Don't be that guy. Just don't.

With great esports comes great bigotry. Not quite the snappiest of mottos, but relevant to Rainbow Six Siege, which has gone from strength to strength this past year at the cost of an increasingly ornery playerbase. In an attempt to help reduce the awfulness of public play, Ubisoft have outlined plans for the coming year to keep both verbal and mechanical abuse to a minimum.

Almost certainly prompted by the recent slew of news stories about high-profile esports stars and YouTubers dropping racial slurs in livestreamed events, Ubisoft Montreal have announced that they're currently studying and tracking the frequency with which their players are acting like complete prats in public chat. In addition to probably being horrified by the numbers coming in, they're using these figures to assign short term bans, along with warnings to stop saying awful things in public.

Be like Tachanka: Express your frustrations as productive violence!

On the player's side of things, they plan on introducing a text chat mute function, for when you encounter someone so insistent on making a fool of themselves that they'll type themselves into a hole once they realize that nobody is listening on the voice channel. Coming later still is an automated chat filter which (from the sounds of it) cannot be disabled. If you start randomly dropping slurs, you'll find your chat edited, and also receive a warning. Repeatedly setting off the system will also attract the attention of human moderators, so... don't do that. Please? Thank you.

Mechanically, the last resort of awful people in Rainbow Six Siege is teamkilling. While you could intentionally act as dead weight for your team if you're feeling really passive aggressive, most would rather just put a bullet in the back of a teammate's head at the start of the match.
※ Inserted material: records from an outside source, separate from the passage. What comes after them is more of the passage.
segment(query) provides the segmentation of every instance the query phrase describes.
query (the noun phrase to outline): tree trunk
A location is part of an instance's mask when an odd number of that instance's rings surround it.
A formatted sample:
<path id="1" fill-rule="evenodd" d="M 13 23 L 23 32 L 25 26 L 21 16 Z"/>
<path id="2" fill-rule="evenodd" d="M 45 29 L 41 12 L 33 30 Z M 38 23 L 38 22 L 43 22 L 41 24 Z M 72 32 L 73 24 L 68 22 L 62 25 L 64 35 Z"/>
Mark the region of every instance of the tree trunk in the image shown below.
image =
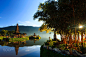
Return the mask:
<path id="1" fill-rule="evenodd" d="M 78 43 L 79 43 L 79 32 L 78 32 Z"/>
<path id="2" fill-rule="evenodd" d="M 82 47 L 83 47 L 83 32 L 81 31 L 81 43 L 82 43 Z"/>
<path id="3" fill-rule="evenodd" d="M 56 32 L 54 31 L 54 40 L 56 40 L 56 39 L 57 39 Z"/>

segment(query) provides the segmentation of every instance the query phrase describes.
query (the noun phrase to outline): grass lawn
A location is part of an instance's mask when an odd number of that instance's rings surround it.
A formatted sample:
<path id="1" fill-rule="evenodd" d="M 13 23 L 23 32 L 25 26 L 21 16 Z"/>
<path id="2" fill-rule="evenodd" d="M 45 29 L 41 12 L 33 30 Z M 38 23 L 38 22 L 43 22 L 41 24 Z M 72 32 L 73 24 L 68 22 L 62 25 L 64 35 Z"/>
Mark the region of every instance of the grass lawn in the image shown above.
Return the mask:
<path id="1" fill-rule="evenodd" d="M 43 45 L 40 48 L 40 57 L 77 57 L 73 55 L 62 55 L 60 53 L 56 53 L 54 51 L 43 48 Z"/>

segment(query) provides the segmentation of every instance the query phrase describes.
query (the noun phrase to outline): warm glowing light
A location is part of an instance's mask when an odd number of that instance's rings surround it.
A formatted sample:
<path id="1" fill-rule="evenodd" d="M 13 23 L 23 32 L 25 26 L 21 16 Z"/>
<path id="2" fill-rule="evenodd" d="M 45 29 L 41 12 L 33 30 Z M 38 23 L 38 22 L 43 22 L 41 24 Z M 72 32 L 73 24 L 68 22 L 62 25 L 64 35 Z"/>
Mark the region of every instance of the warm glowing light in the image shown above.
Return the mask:
<path id="1" fill-rule="evenodd" d="M 83 26 L 79 26 L 79 28 L 83 28 Z"/>

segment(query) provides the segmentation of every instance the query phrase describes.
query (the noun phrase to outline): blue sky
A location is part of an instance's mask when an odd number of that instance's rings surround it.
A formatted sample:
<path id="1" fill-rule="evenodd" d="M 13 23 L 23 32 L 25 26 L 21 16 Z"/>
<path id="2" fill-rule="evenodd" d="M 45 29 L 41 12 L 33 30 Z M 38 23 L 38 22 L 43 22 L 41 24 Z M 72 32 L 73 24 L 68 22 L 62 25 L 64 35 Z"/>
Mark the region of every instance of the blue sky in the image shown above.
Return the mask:
<path id="1" fill-rule="evenodd" d="M 43 22 L 33 20 L 40 3 L 46 0 L 0 0 L 0 27 L 25 25 L 40 27 Z M 56 1 L 56 0 L 55 0 Z"/>
<path id="2" fill-rule="evenodd" d="M 33 20 L 40 3 L 45 0 L 0 0 L 0 27 L 11 25 L 41 26 Z"/>

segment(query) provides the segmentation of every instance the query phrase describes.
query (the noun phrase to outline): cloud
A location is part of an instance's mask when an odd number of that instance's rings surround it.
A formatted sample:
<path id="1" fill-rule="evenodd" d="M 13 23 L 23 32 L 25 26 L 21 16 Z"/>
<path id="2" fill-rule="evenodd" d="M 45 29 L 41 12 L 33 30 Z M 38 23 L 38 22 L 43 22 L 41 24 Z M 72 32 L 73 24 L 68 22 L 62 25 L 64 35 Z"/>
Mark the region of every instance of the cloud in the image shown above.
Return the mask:
<path id="1" fill-rule="evenodd" d="M 35 20 L 36 22 L 30 22 L 30 21 L 18 21 L 19 25 L 24 26 L 33 26 L 33 27 L 40 27 L 43 24 L 43 21 L 38 22 L 38 19 Z"/>

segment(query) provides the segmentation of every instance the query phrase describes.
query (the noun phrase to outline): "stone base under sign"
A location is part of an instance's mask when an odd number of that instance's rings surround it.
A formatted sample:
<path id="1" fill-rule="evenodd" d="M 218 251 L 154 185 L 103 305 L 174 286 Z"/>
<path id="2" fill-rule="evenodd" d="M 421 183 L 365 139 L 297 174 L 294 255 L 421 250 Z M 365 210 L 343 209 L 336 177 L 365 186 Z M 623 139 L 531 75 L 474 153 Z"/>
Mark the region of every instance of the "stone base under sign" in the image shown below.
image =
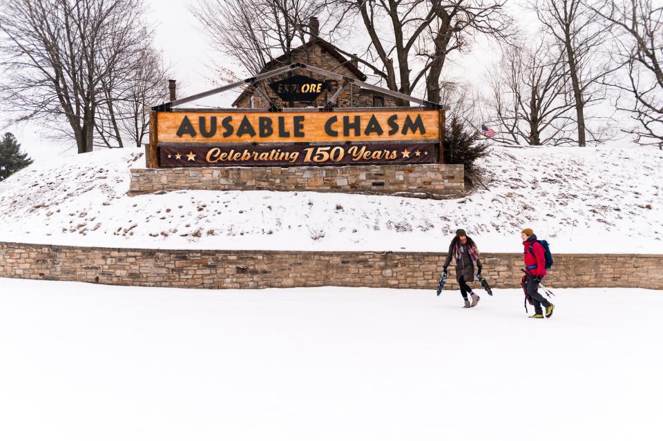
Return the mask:
<path id="1" fill-rule="evenodd" d="M 462 164 L 134 168 L 129 195 L 177 190 L 319 191 L 448 199 L 464 195 Z"/>

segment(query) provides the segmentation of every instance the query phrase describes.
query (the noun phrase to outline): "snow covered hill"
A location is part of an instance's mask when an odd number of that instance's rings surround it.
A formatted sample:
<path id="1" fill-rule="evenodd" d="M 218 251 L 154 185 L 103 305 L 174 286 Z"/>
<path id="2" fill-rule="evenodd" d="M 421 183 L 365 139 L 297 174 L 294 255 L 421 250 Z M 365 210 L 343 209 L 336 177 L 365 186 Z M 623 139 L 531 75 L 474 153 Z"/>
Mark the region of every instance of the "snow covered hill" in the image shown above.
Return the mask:
<path id="1" fill-rule="evenodd" d="M 661 253 L 663 155 L 494 146 L 483 186 L 446 201 L 307 192 L 129 197 L 137 149 L 37 163 L 0 184 L 0 240 L 116 247 L 439 251 L 464 228 L 483 251 Z"/>
<path id="2" fill-rule="evenodd" d="M 661 291 L 555 293 L 0 278 L 0 439 L 660 440 Z"/>

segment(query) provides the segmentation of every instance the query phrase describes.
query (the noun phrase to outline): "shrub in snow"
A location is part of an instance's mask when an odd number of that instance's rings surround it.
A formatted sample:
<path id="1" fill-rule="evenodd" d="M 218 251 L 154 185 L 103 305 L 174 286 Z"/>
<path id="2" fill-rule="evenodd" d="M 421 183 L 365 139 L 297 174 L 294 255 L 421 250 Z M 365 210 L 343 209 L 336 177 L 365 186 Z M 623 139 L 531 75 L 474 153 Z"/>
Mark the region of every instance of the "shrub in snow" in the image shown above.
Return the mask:
<path id="1" fill-rule="evenodd" d="M 444 161 L 462 164 L 465 174 L 475 173 L 474 161 L 488 154 L 488 144 L 479 142 L 481 137 L 478 131 L 466 127 L 458 117 L 452 117 L 444 134 Z"/>

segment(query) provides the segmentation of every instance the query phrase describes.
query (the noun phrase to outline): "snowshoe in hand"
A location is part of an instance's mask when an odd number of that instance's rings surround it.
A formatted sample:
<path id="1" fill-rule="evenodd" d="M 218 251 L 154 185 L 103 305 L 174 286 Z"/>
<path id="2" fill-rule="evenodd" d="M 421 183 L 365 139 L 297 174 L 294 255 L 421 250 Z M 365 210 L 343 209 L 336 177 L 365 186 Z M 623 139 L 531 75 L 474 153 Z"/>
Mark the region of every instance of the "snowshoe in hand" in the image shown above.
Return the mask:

While frequent or obvious teamkilling can already get you automatically kicked from a match, Ubisoft say they're going to be tracking frequent offenders via some new metrics in order to hopefully reduce this behavior, too.

All this is apparently just the tip of the iceberg, and their immediate, short-term solutions to a rather deep-seated problem. While they're not giving out the details quite yet, they do promise that they're looking at this as a long-term issue to be fixed gradually over time. It's good to see them at least being proactive on the subject, unprompted by any specific scandal within the Rainbow Six competitive scene. More studios could do with following their lead.